Pflegepersonal kündigt in Scharen, der Kollaps des Systems steht bevor, warnen Experten. Das ist nicht neu – aber jetzt verschärft sich die Situation durch ein weiteres Problem.
Die aktuellen Zahlen haben mich überrascht: Bei Jugendlichen ist das Interesse an Pflegeberufen deutlich gestiegen. Laut Statistischem Bundesamt haben im Jahr 2019 rund 71.300 Menschen mit der Ausbildung angefangen – das sind 8,2 Prozent mehr als im Vorjahr. Klingt doch gut, nicht wahr?
Allerdings weiß man schon heute: Durch die außergewöhnliche Belastung in Pandemie-Zeiten haben sich viele Fachkräfte entschlossen, ihren Beruf an den Nagel zu hängen. Zwischen Anfang April und Ende Juli 2020 sollen mehr als 9.000 Personen den Job gewechselt haben. Hinzu kommt, dass Deutschland aufgrund demographischer Trends perspektivisch mehr Pflegekräfte benötigt. Für Krankenhäuser und Pflegeeinrichtungen bleibt oft nur, auf Zeitarbeit zu setzen: ein zweischneidiges Schwert. Einst als Wundermittel gegen den Fachkräftemangel gepriesen, wird Zeitarbeit in der Pflege zum Problemfall. Aber ich denke: Krankenhäuser sollten dringend an sich selbst arbeiten, anstatt Zeitarbeit zu verteufeln.
Aus der Sicht von Pflegerinnen und Pflegern ist Zeitarbeit attraktiv, keine Frage. Sie haben feste Dienstpläne ohne Berge an Überstunden; Beruf und Familie lassen sich eher vereinbaren. „Ich kann endlich wieder meinen Feierabend genießen“ – so zitiert ein Anbieter von Zeitarbeit recht plakativ einen Mitarbeiter.
Und in vielen Fällen ist das Gehalt höher als bei einer Festanstellung im Krankenhaus. Kein Wunder, dass etliche Pflegekräfte eigentlich keine Festanstellung in Klinken oder Altenheimen wollen. Diese Arbeitgeber haben mehr und mehr Probleme, obwohl sie ursprünglich Zeitarbeit als flexible Maßnahme geschätzt haben.
Mittlerweile sind Krankenhäuser oder Pflegeeinrichtungen auf die Zeitarbeit angewiesen und die Situation spitzt sich weiter zu. Einzelne Arbeitgeber decken den Bedarf an Fachkräften schon zu 50 Prozent über die Zeitarbeit. Bundesweit hat sich der Einsatz externer Mitarbeiter in den letzten Jahren fast verdoppelt. Waren es 2014 noch 12.000 Leiharbeiter, so stieg deren Zahl in 2018 auf 22.000 Personen.
Zeitarbeitskräfte müssen auf der Station eingearbeitet werden, bleiben dann aber nur wenige Wochen bis Monate vor Ort. Dem Arbeitsklima tut die hohe Fluktuation nicht gut. Fest angestellte Kolleginnen oder Kollegen sehen weniger Gehalt auf ihrem Konto, leisten aber Überstunden und arbeiten zu unbeliebten Zeiten. Früher oder später suchen auch sie ihr Glück bei der Zeitarbeit – ein Teufelskreis.

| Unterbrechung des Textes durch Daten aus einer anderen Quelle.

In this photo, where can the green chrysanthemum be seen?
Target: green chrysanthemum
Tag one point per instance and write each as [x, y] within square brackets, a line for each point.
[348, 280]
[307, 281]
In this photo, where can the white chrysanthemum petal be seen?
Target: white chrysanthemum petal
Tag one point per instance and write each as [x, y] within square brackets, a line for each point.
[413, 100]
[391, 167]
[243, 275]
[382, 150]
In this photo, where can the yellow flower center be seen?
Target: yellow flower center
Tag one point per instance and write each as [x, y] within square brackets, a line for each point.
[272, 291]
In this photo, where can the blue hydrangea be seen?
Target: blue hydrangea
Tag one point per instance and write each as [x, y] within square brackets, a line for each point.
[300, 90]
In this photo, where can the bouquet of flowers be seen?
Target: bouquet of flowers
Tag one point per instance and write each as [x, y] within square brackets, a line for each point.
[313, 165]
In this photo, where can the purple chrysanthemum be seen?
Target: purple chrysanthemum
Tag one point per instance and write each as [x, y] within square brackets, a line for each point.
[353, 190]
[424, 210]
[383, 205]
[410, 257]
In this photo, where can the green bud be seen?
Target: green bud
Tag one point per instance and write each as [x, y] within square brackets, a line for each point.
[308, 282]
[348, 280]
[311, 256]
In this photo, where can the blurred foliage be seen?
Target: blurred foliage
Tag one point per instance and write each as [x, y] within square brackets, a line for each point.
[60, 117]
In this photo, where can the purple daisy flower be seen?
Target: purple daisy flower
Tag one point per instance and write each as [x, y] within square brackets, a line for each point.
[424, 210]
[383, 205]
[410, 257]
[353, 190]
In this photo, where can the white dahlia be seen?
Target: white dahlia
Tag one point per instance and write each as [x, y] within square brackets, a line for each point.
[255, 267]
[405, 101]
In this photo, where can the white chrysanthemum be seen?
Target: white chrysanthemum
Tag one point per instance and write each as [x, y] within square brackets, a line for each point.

Personalvorstände und Verwaltungsdirektoren sind über die Entwicklung erbost, etwa in Berlin. Dort haben sie eine regionale Allianz gegründet, um gemeinsam mit Anbietern von Zeitarbeit einheitliche Verträge auszuhandeln. Worum geht es wirklich? Leiharbeit in der Pflege hat einen kritischen Punkt erreicht. „Sie verschlingt Millionenbeträge und belastet alle Häuser, vor allem in den Ballungsräumen“, so wird Judith Heepe, Pflegedirektorin der Charité, zitiert. Wieder einmal geht es ums Geld.
Doch etliche Kliniken oder Pflegeeinrichtungen haben den Schuss nicht gehört. Wichtiger wäre, dass sie alles daransetzen, um als Arbeitgeber attraktiver zu werden. Ansonsten bleibt alles beim Alten. Wir brauchen flexiblere Arbeitszeiten, andere Schichtsysteme und höhere Löhne. Wie so oft ertönt reflexartig ein Hilferuf in Richtung Politik. Doch das allein wird kaum ausreichen. Kurzfristige Maßnahmen müssen von Arbeitgebern selbst kommen.